The Small Business Recovery

Dark kitchens are a light for COVID-struck restaurants

The delivery-only restaurant concept has been accelerated by the pandemic.

Dark kitchens are a light for COVID-struck restaurants

A little Chow Mein from restaurant China Live, prepared out of a dark kitchen by Virtual Kitchen Co.

Photo: China Live

It's a dark time to be in the restaurant industry. By the end of July, almost 16,000 restaurants had permanently closed across the U.S., a number almost certain to increase as the pandemic keeps restaurants shut through the winter. But for some, COVID has also been an opportunity to experiment with a new business model: dark kitchens.

Alternately known as dark kitchens, cloud kitchens, ghost kitchens and virtual kitchens, the concept is the same: Delivery-only food operations with no space for in-person dining or, in some cases, collection. The idea has been percolating for a while now, pioneered by the U.K.'s Amazon-backed Deliveroo in 2017, while Uber founder Travis Kalanick famously has his own venture, CloudKitchens, which he started after his ouster from the ride-hailing company in 2017. And with an increased desire for social distancing and staying at home as much as possible, COVID seems to have only accelerated the trend.

"We were moving in that direction," China Live's Doug Collister told Protocol. The popular San Francisco "marketplace" had been exploring the idea of dark kitchens even before the pandemic, in part to expand its delivery radius. Though China Live is on all the big delivery apps, Collister said "they all [have] about a 3-mile radius" from the restaurant, seriously limiting the number of people that he could reach. When COVID hit, reaching as many people as possible became even more important. "This just made it more obvious to us," he said of the decision to move into customerless restaurants, especially when combined with the "immediate need to increase our revenue."

"We went to market much more quickly than we might have before," Collister said. The company partnered with Virtual Kitchens Co., a startup that runs dark kitchens on behalf of restaurants, to offer its food from 10 kitchens around the Bay Area. "We do all the prep and a lot of the initial work here in our kitchen," Collister said, which is then picked up by Virtual Kitchens Co. "There's daily distribution to their virtual kitchens, and then their kitchen team finishes it off as the orders come in for delivery." For instance, the China Live chefs might make their shengjian bao, the restaurant's best-seller, ahead of time, sending those to Virtual Kitchens Co.'s neighborhood kitchens to cook. "They're able to finish it off and make sure that the bottoms are crispy," Collister said.

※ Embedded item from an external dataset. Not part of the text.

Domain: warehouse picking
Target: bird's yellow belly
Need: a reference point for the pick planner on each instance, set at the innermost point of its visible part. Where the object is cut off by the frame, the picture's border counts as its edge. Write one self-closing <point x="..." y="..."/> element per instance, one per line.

That model, according to Collister, is great for his business. "We're able to really increase our revenue with minimal increase in our costs," he said. The restaurant is able to use existing kitchen staff for much of the work, while still being able to produce for regular customers. "There's lots of margin to be had," Collister said. And because Virtual Kitchen Co. already has its kitchens, each of which is used by multiple restaurants, China Live didn't have to make an upfront investment in building new kitchens and hiring new chefs.

It seems the model is equally appealing to investors. Virtual Kitchen Co. recently raised $20 million , led by Peter Thiel's Founders Fund. It's a competitive space, though: The startup is going up against not just Kalanick, who has raised over $700 million for CloudKitchens so far, but an array of other well-funded startups, including Reef Technology and Kitchen United, which have respectively raised $56 million and $40 million to date. (Uber, meanwhile, recently exited the business .)

That dark kitchens are going to stick around doesn't seem to be in doubt. The question, though, is whether they'll exist alongside in-person dining or replace it altogether. Chef Eric Greenspan, who worked with Kalanick before leaving the project, told the Financial Times it was hard to build delivery-only brands without having a physical location, adding that "it's not what interests me as a chef." With more big-name restaurants and chains entering the space, that might become even harder.

For China Live, at least, the future will likely be a hybrid model. Post-COVID will probably look like "what we have now, plus indoor dining," Collister said. In countries like the U.K., where things have reopened faster, that's exactly what's borne out. Dishoom, a popular Indian restaurant chain, started offering delivery for the first time when the U.K. went into lockdown. Once its restaurants reopened for business, the added revenue was too good to turn away. Instead of reverting to just traditional dining, it opened up full-time dark kitchens instead. The Bay Area's struggling Indian restaurant Dosa, meanwhile, recently permanently closed a restaurant to focus on already existing dark kitchen plans with Virtual Kitchen Co.

Even outside of dining, others are experimenting with the model: Amazon opened up a small Whole Foods center in Brooklyn earlier this summer, solely for fulfilling online delivery orders, and Darkstore, the local fulfilment startup, recently launched FastAF to deliver products from major retailers and mom-and-pop shops to consumers in under two hours.

In the U.S., cloud kitchens will also likely complement traditional dining, allowing businesses to expand their reach without the headaches of opening new restaurants. But given how slowly the U.S. is recovering from the pandemic, keeping people fed from afar seems to be a business model that won't be going anywhere anytime soon.